Prize snubs

Awards - Graham Bendel on the elite club too cool to turn up on the night

When Gorillaz, the cartoon band fronted by Damon Albarn, pulled out of this year's Mercury Music Awards, they instantly became accepted by a particularly exclusive club: the Snub Club, let's call it.

They were in good company. In 1960, Tony Benn refused to take a hereditary seat in the House of Lords. John Lennon, protesting at Britain's involvement with Vietnam, returned his MBE to the Queen. And Jean-Paul Sartre, who had already formed an expensive habit of turning down prizes and awards, declined the Nobel Prize in 1964.

Notable members of the Snub Club have included many a film star. George C Scott famously stayed at home and watched a hockey game instead of collecting his Oscar for Patton in 1971. He likened the awards to a "two-hour meat parade". Not to be outdone by Scott, in 1973, Marlon Brando was the next up to "diss" the Academy. In a trademark "sizeable" gesture, Brando sent a Native American girl named Sacheen Littlefeather, dressed in a deerskin, to refuse his award for him - and to demonstrate his disdain for an industry that dared to portray her people in such a bad light. This was perhaps one of the most eloquent things the actor had ever done (even since taking those large wads of cotton wool from his mouth).

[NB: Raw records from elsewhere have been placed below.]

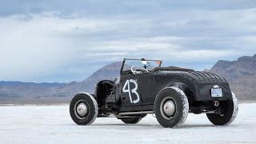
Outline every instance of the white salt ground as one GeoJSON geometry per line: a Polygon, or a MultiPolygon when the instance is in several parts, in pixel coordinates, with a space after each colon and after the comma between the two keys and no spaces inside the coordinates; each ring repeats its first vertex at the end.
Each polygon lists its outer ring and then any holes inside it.
{"type": "Polygon", "coordinates": [[[151,114],[135,125],[97,118],[76,125],[69,106],[0,106],[0,143],[256,143],[256,103],[239,105],[229,126],[212,125],[190,114],[177,129],[162,127],[151,114]]]}

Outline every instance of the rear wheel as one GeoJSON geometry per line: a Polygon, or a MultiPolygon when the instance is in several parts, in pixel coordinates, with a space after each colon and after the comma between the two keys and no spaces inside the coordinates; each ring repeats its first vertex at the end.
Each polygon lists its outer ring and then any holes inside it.
{"type": "Polygon", "coordinates": [[[154,108],[160,125],[163,127],[178,127],[187,118],[189,102],[182,90],[168,87],[158,94],[154,108]]]}
{"type": "Polygon", "coordinates": [[[90,125],[98,115],[98,104],[95,98],[89,94],[78,94],[70,105],[70,114],[78,125],[90,125]]]}
{"type": "Polygon", "coordinates": [[[208,119],[214,125],[229,125],[237,117],[238,103],[234,93],[232,100],[225,101],[222,103],[222,113],[220,114],[206,114],[208,119]]]}

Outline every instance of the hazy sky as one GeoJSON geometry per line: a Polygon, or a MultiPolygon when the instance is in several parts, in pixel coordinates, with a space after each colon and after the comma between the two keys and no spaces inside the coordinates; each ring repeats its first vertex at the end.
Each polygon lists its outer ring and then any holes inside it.
{"type": "Polygon", "coordinates": [[[0,2],[0,81],[82,81],[123,58],[201,70],[255,53],[255,0],[0,2]]]}

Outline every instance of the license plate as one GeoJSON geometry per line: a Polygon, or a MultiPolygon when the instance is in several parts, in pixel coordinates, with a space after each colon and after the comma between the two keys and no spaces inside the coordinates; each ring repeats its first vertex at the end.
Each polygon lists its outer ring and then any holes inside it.
{"type": "Polygon", "coordinates": [[[222,90],[221,88],[211,89],[212,97],[222,97],[222,90]]]}

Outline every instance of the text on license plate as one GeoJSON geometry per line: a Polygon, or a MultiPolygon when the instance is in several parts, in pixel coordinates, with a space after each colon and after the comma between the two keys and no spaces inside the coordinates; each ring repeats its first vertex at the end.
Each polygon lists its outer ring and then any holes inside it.
{"type": "Polygon", "coordinates": [[[210,92],[212,97],[222,97],[222,90],[221,88],[211,89],[210,92]]]}

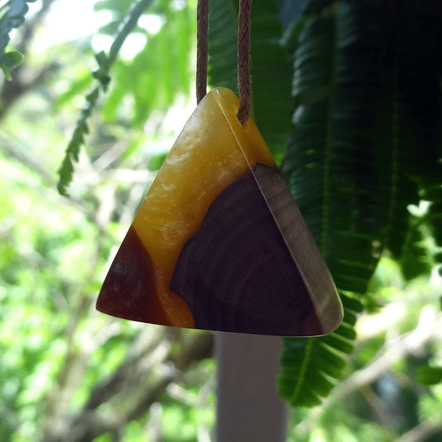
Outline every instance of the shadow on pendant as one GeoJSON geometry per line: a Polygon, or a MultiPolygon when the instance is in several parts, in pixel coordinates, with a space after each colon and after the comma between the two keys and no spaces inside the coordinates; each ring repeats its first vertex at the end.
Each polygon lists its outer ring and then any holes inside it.
{"type": "Polygon", "coordinates": [[[210,205],[200,230],[181,250],[170,287],[189,305],[196,329],[323,334],[309,292],[251,172],[210,205]]]}

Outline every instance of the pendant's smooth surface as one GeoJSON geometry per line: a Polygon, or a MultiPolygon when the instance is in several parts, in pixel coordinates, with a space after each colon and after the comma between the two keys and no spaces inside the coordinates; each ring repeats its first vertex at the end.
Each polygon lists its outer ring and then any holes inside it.
{"type": "Polygon", "coordinates": [[[262,137],[218,88],[179,136],[105,279],[100,311],[223,332],[335,330],[332,276],[262,137]]]}

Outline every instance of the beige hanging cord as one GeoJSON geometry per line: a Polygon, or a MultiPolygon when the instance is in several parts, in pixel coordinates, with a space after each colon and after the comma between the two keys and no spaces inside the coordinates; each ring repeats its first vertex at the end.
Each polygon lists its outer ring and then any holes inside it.
{"type": "Polygon", "coordinates": [[[238,91],[240,107],[238,119],[241,124],[249,119],[251,102],[250,76],[250,13],[251,0],[240,0],[238,16],[238,91]]]}
{"type": "MultiPolygon", "coordinates": [[[[238,119],[241,124],[249,119],[251,102],[250,75],[250,14],[251,0],[240,0],[238,16],[238,90],[240,107],[238,119]]],[[[198,0],[196,7],[196,104],[207,91],[209,58],[209,0],[198,0]]]]}
{"type": "Polygon", "coordinates": [[[198,0],[196,6],[196,104],[207,91],[209,51],[209,0],[198,0]]]}

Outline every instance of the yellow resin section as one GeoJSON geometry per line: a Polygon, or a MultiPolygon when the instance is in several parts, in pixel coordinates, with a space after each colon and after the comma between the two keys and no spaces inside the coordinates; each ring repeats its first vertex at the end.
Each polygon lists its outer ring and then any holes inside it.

Woody Allen was another offender. When Annie Hall won an Oscar, there was no one to walk up to the podium. Allen was happily jazzing away, playing his clarinet down at Michael's Pub in New York. At the 1976 Academy Awards, Warren Beatty turned to camera and thanked viewers for "watching us congratulate ourselves". The vogue of award ceremony backlash was well under way.

Dustin Hoffman, someone who once described the Oscars as "obscene, dirty and grotesque, no better than a beauty contest" took to not showing up. His moral standpoint shifted somewhat after he received the 1979 Best Actor award for Kramer versus Kramer, on which occasion he made an appropriately smug speech. This only goes to prove that most snubs are not entirely selfless acts, and often they conceal a hidden agenda.

The scriptwriter Robert Towne, utterly peeved by the director Hugh Hudson's intervention in his precious screenplay for Greystoke: the legend of Tarzan, substituted his name on the credits with that of his dog. Subsequently, his dog became the first canine to be nominated by the Academy for best screenplay. However, it was uncertain whether Towne was actually snubbing his dog, the Oscars or Hudson.

In Britain, the snubbing of awards is less common, which is why Gorillaz have grabbed so much attention. People are less inclined to be "dramatic" this side of the pond. But let's pray that artists continue to snub the establishment - if not to make a statement or to use the awards ceremonies as a convenient political platform, at least to forestall us hearing yet another Tom Hanks or Gwyneth Paltrow acceptance speech, ever, ever again.